11.ユーシとガクトと血栓





帰ってきたガクトの姉のスペースは、物凄いことになっていた。買い手が列を作って通路を堰き止めてしまう現象を「血栓」と呼ぶらしいが、もはやそれに近い状態になっている。当然ながら姉ひとりでは売り捌くのも間に合わず、周囲のサークルの手の空いている女性たちが協力して手伝っているようだった。
「・・・俺らが今帰ったら逆に危なくね?」
「・・・せやな。何で帰ってきたってコミケのスタッフさんに怒鳴られそうや。売り子初めてやし、逆に迷惑かけてしまうやろうしなぁ」
「姉ちゃん嬉しそうだし楽しそうだし、どうにかなってるっぽいからいっか」
「荷物がちょお重いけど、しゃーないな」
キログラム単位で本が入っているラケットバッグは、明らかに重心が下に傾いている。しかしあの列をなしている買い手さんたちは、ガクトの姉の本を買おうとしているあたり間違いなく忍岳ラバーだ。そんな中へ現れる忍足コス中のユーシと、向日コス中のガクト。ぶるり、想像しただけで全身が震え、ユーシは一歩ガクトの姉のスペースから後ずさった。この会場にいる人間は男女問わずすべてハンターだ。ユーシはすでにそう認識している。
「そんじゃ、東も端から回ってくか」
「リストってガクト持っとるやろ? 1から3ホールは行くん?」
「芸能と東方は姉ちゃんは特にないって。

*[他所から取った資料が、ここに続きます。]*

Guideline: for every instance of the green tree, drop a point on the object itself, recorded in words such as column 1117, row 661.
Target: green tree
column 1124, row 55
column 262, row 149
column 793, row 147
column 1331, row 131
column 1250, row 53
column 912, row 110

時間があれば回ってこいって言ってたけど」
「せやったら東6から回るか? ワンピースとREBORNはぎょうさん買うもんあったやろ?」
「壁サークル多すぎ。ホケガミとか黒子とかトリコとか、姉ちゃん本当に何でこんなに金あるんだろ?」
「バイトとかしてへんの?」
「してない。姉ちゃんこえー」
「執念って恐ろしいんやなぁ・・・」
感心したり呆れたり謎に思ったりしながらも、ふたりはひっそりと背を向けて歩き始めた。ありがとうございまぁす、とガクトの姉の声が聞こえたけれども、あのテンションなら大丈夫だろう。そういえば報酬は売り上げの一割っちゅーてたけど、いくらになるんかなぁ、とユーシは今更ながらに少しだけ期待してみたりした。





ご近所さんに迷惑はかけないようにしましょう。